I pictured him looking down into the coffee, searching for a secret escape route.

 

“He’s trying, is the point. We’re trying.”

 

She opened her purse and pulled a flask out of it and unscrewed the top. Well, that’s new, I thought.

 

“To keep me warm,” she said. She took a swig. “It’s cold out there.” And then it only took a second before the liquor hit her gut and she turned a little mean. “He’s not as smart as he thinks he is though. Not even half as smart. I’m way smarter than him.”

 

“Of course you are,” I said. I stared out into the clutter of the apartment.

 

She put her hand on mine and tried to make me meet her eyes, but I wouldn’t.
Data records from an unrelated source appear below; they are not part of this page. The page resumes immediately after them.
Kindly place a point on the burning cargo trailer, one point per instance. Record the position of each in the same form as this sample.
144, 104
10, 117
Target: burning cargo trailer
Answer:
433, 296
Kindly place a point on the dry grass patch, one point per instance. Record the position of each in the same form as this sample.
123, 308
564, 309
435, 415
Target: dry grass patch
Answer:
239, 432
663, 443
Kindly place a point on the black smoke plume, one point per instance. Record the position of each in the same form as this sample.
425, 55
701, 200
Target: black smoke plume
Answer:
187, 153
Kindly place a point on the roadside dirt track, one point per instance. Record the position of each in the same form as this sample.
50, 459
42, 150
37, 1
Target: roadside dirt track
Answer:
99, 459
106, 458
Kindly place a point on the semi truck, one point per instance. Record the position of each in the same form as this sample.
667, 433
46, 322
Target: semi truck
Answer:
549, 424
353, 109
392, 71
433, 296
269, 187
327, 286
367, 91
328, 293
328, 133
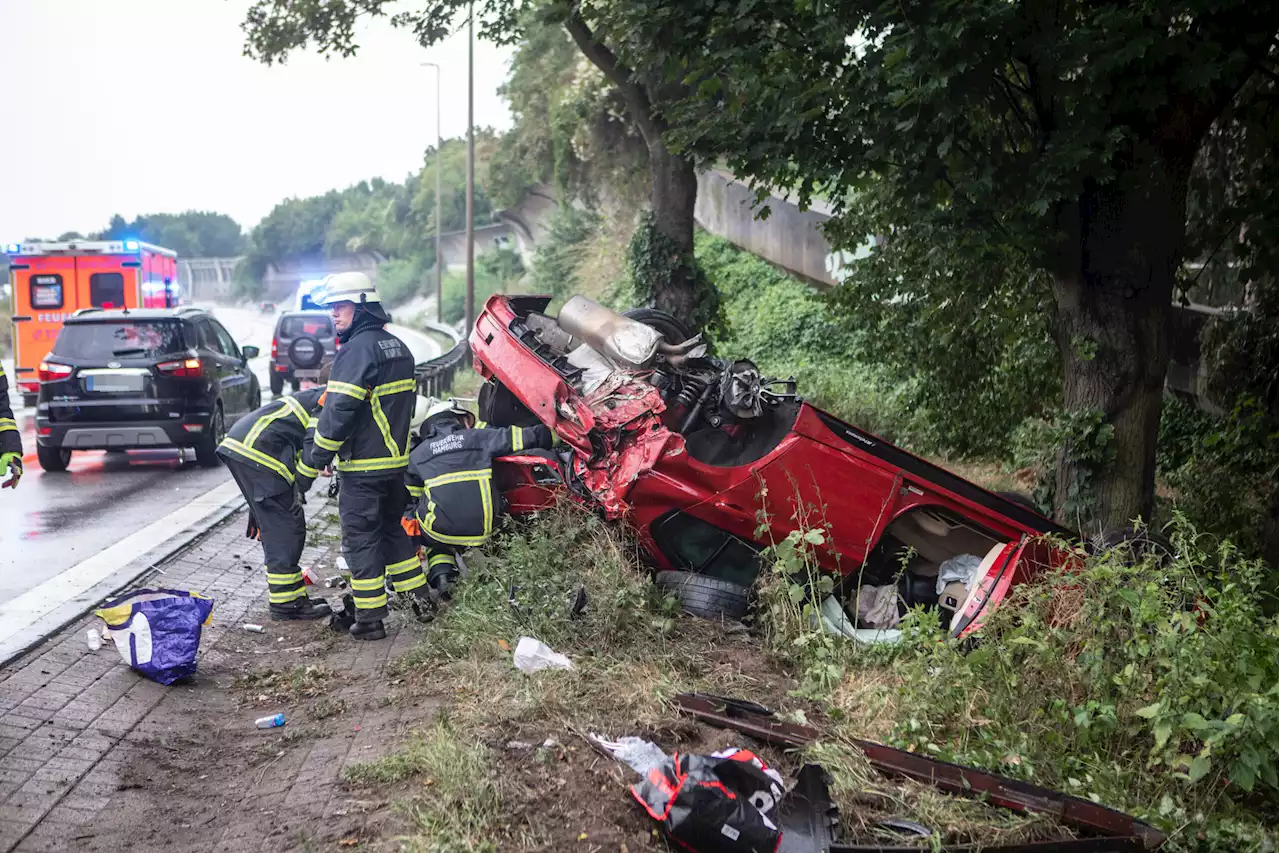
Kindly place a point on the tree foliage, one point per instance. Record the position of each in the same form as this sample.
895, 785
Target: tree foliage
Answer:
1018, 156
195, 233
571, 127
277, 27
393, 219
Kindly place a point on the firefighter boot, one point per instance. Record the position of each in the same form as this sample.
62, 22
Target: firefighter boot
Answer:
300, 609
369, 630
We both stared out across the apartment.

 

“There’s a lot of paper in here,” she said.

 

“I’ve been very busy,” I said.

 

“Whether or not I’m smarter than your father—and I am—is not the point. I’m trying to ask you something. Did you do everything you could to save your marriage?”

 

I sobbed. I did not know if she meant to be cruel, but it was the worst question she could have asked. “I loved him as true as I could, Mommy. I tried to support him in everything. But there are some things you can’t fix.”

 

“Then let it go. That’s it. It’s time to move on.”

 

I said nothing but I was thinking: I am not done yet. I would know when I was done. There was going to be something solid and fixed inside me. That was how love had felt for so long. And when the love was destroyed, it was like all these little pieces went in crazy directions in search of somewhere to land. I was waiting for everything to re-form into something new. But for now it was in the money, the stacks of money inside the oven.

 

My mother touched my cheek and turned my face toward hers. If she meant it to be gentle it did not feel that way.

 

“Thomas has moved on, Moonie.”

 

“Good for him,” I said. I did not believe her. I was weak and the words felt all mumbly in my mouth.

 

“I understand what it’s like to lose it,” she said. “I won’t lie and say it hasn’t happened to me before or it won’t happen to me again. Your sister could push me over the deep edge at any minute.” She took another drink from the flask, this one longer, and I could hear her gulp a few times loudly, like a clogged-up drain finally letting the water through the muck. “But you have to keep it together, at least out in public. Keep the craziness behind closed doors, where it belongs.” She leaned in close and whispered, “Keep everything inside. Where it belongs. Just hold it in tight. If you hold it in long enough, you won’t feel a thing.”

 

I clutched at her and she clutched back at me.

 

“Is there anything I can do to fix you? I would do it. I would,” she said.

 

But you’re the one who broke me, I thought.

 

 

 

 

 

“WHAT DO YOU MEAN?” said Valka.

 

“I don’t know,” I said. But it was a lie. I knew exactly what I meant.